Open schmingy opened 3 years ago
@schmingy ,
If you set pcrate
in your conf to match your [mixer] rate
(typically 48000 or 44100):
[speaker]
pcrate = 44100
Does that help?
@kcgen , I tried both 48000 and 44100. I found no difference; however, I noticed that [mixer] wasn't defined in the Dosbox conf that boxer creates inside the package it makes for the dos games.
Maybe I'm still missing something.
Thanks @schmingy, It was just a hunch if you were hearing harmonics between the PC rate versus mixer rate (which can happen); but I guess isn't.
If your window reports cycles 100%
or max
this could be interplay between your machine's dynamic clock spooling up and down. You could try setting a fixed number of cycles:
cycles = 3000
(which should be fine for a ~1990 game and minimally tax your system)
Thanks @kcgen, I had been increasing the cycles from the starting point of 3000 to 6000 to see if any of that made a difference. The game is particular sensitive to CPU cycles as it gets too fast to play as the cycles get too high in that the controls become quite twitchy; however the audio and the tracking of the shots, for the particular game in example, all continues to do the same weird audio glitches. Is it possible something is strange with the way Apple Silicon runs the x86 core VM causing this behavior?
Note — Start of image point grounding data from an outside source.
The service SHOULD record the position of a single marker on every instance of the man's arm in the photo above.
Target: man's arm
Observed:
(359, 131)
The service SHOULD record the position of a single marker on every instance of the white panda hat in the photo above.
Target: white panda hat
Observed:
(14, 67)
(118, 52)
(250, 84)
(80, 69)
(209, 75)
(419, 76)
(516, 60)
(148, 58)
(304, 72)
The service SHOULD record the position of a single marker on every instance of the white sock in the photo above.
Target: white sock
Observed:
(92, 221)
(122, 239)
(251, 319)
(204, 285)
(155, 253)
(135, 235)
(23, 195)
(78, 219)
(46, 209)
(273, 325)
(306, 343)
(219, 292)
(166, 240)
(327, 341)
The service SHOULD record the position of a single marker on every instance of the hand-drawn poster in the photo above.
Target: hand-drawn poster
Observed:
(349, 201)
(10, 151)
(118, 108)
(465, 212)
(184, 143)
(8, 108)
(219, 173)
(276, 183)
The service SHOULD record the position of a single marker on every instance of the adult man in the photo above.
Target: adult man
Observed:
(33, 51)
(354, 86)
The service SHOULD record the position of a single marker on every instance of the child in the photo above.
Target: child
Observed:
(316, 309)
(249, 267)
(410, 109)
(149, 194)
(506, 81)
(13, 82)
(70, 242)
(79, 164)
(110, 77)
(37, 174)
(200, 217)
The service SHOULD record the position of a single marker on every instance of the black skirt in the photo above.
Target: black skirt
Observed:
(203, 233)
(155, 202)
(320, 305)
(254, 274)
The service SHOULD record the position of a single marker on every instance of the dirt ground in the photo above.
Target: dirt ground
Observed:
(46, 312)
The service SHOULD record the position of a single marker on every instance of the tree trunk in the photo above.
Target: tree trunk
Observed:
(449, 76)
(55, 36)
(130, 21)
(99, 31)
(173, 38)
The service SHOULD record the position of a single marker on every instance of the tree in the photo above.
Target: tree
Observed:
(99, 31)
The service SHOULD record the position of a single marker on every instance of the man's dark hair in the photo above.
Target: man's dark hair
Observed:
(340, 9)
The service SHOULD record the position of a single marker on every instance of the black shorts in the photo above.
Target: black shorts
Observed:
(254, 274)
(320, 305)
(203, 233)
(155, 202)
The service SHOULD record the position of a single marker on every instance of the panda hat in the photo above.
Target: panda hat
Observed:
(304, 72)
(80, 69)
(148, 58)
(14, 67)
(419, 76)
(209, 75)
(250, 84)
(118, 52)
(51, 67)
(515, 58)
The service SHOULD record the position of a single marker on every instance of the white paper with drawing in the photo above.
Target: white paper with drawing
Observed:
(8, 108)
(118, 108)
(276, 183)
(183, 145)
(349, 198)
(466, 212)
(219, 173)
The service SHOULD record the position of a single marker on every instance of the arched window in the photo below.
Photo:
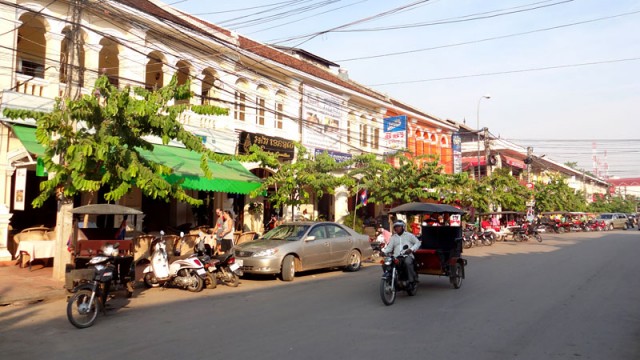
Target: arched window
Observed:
(32, 46)
(154, 77)
(108, 61)
(281, 98)
(209, 81)
(240, 104)
(261, 108)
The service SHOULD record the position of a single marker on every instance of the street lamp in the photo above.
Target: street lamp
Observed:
(486, 96)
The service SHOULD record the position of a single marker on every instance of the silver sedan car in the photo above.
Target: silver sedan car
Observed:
(301, 246)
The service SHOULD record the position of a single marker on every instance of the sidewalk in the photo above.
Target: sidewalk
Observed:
(20, 286)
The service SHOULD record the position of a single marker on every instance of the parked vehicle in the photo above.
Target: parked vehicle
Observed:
(91, 296)
(299, 246)
(395, 277)
(223, 268)
(614, 220)
(188, 273)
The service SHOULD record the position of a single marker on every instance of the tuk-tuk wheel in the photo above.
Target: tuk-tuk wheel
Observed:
(456, 276)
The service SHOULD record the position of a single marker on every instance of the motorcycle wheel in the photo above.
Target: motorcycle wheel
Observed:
(230, 278)
(80, 312)
(210, 282)
(387, 291)
(196, 286)
(148, 283)
(456, 276)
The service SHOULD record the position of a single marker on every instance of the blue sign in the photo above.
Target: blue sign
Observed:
(337, 156)
(395, 124)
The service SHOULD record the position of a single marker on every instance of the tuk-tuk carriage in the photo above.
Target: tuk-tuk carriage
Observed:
(89, 240)
(441, 248)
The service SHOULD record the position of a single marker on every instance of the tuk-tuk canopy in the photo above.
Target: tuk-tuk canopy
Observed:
(105, 209)
(426, 208)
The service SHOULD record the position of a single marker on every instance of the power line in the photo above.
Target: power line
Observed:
(487, 39)
(511, 71)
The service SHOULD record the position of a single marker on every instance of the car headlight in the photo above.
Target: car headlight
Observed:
(268, 252)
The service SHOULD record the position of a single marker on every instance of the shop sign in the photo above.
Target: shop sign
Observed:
(19, 193)
(456, 147)
(337, 156)
(322, 118)
(395, 133)
(283, 148)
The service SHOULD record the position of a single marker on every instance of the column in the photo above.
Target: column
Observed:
(6, 171)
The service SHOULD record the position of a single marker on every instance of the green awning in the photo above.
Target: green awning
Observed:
(229, 177)
(27, 135)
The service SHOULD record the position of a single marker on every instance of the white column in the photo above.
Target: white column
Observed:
(341, 204)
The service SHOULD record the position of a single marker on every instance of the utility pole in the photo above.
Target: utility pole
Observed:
(528, 162)
(487, 151)
(75, 67)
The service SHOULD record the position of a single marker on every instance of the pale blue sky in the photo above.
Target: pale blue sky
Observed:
(597, 102)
Mac mini, 16 GB Ram, 1 TB SSD, Big Sur 11.1/2
After installing the Boxer binary build, we fired up some old games to give them a try. Games, such as Tank Wars, that ramp up and down the pitch on the PC Speaker during game play experience strange behavior of what I can only think to describe as wow and flutter like old cassettes.
Prior builds on an Intel machine did not have this behavior and performed the operation without problem. We've tried speeding up and slowing down the VM, optimizing for new games, and the like. It seems that the game actually slows down while trying to play the audio because the game play slows with the pitches warbling.